In a study published in Personality and Individual Differences, Jordi reports that emotional well-being—although experienced differently—increased with each of the three types of time-related savoring.
Anticipatory savoring takes place before an event. In our vacation example, it might involve watching films set in our vacation spot or collecting maps or guidebooks to plan an itinerary. When we actively plan or imagine good times ahead, we are practicing anticipatory savoring.
Experiential savoring occurs in the here and now. It involves being mindful of good things happening as you enjoy a fancy breakfast or the smell of the sea while on vacation. It also happens on a daily basis as you look for things and experiences in your life to appreciate and savor.
The key is to not put too much pressure on yourself to make the most of each moment. Simply notice the sights, sounds and smells around you. What parts of this moment are most enjoyable?
Reminiscent savoring happens after the fact, when we relive positive moments. We might just drift off
into our memories, or we can create activities to help. Looking at photographs or telling friends about our trip is a great way to ramp up reminiscent savoring. One way to enhance reminiscent savoring is to plan a positive activity at the end of your event. This taps into what scientists call peak-end theory, or the finding that we tend to remember the high point (peak) of an experience as well as the way it ended. To the extent possible, try to plan a favorite activity at the end of your event to help you leverage the peak-end theory. You can use this approach to successfully end meetings, parties or even a workout.
Don’t Be a Wet Blanket
Sometimes we short-circuit our ability to enjoy good times, something scientists refer to as “dampening.” Instead of lingering in good feelings, we cut them short. We dampen our positive emotions when we suppress or minimize good feelings, distract ourselves away from an enjoyable moment, find fault or see only the negative in an otherwise positive situation. Dampening our positive experiences can be seen as an opposite to savoring them.
“Such individual differences in the propensity to savor or dampen positive emotions may play an important role for one’s overall well-being,” says Jordi, relating it back to Barbara’s research. “Indeed, the broaden-and-build theory suggests that the cultivation of positive emotions helps to build lasting resources that, in turn, enhance life satisfaction, increase the likelihood of experiencing future positive emotions, and foster resilience to negative ones.”
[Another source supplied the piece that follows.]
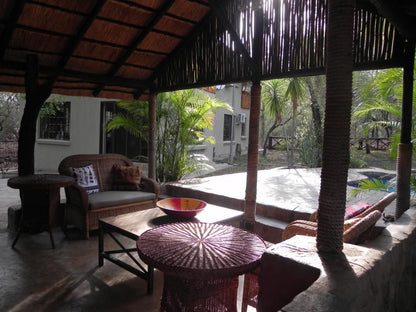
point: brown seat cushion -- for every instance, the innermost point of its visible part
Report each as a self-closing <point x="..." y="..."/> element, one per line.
<point x="113" y="198"/>
<point x="127" y="178"/>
Sometimes dampening positive emotions is appropriate. If you’ve just been promoted and your co-workers weren’t, for example, postponing any celebratory savoring might be in order.
Don’t Wait, Savor Today
Many of us fall into the trap of thinking that our happiness is just around the corner. Savoring is an active way to notice and enjoy good things already present in our lives.
Sure, there are times when we’ll take big steps to change and improve. We may decide to move to exciting new places or to leave jobs that we no longer find rewarding. But to be truly happy, we need not necessarily make big changes. It could be as simple as changing our perspective, such as Sariah’s decision to focus on the current blessings in her life rather than being overwhelmed by its challenges.
“Positive events may set the stage for people to experience savoring. But positive events alone are not enough to bring about happiness. People need to be able to attend to and appreciate” those positive feelings, Fred says.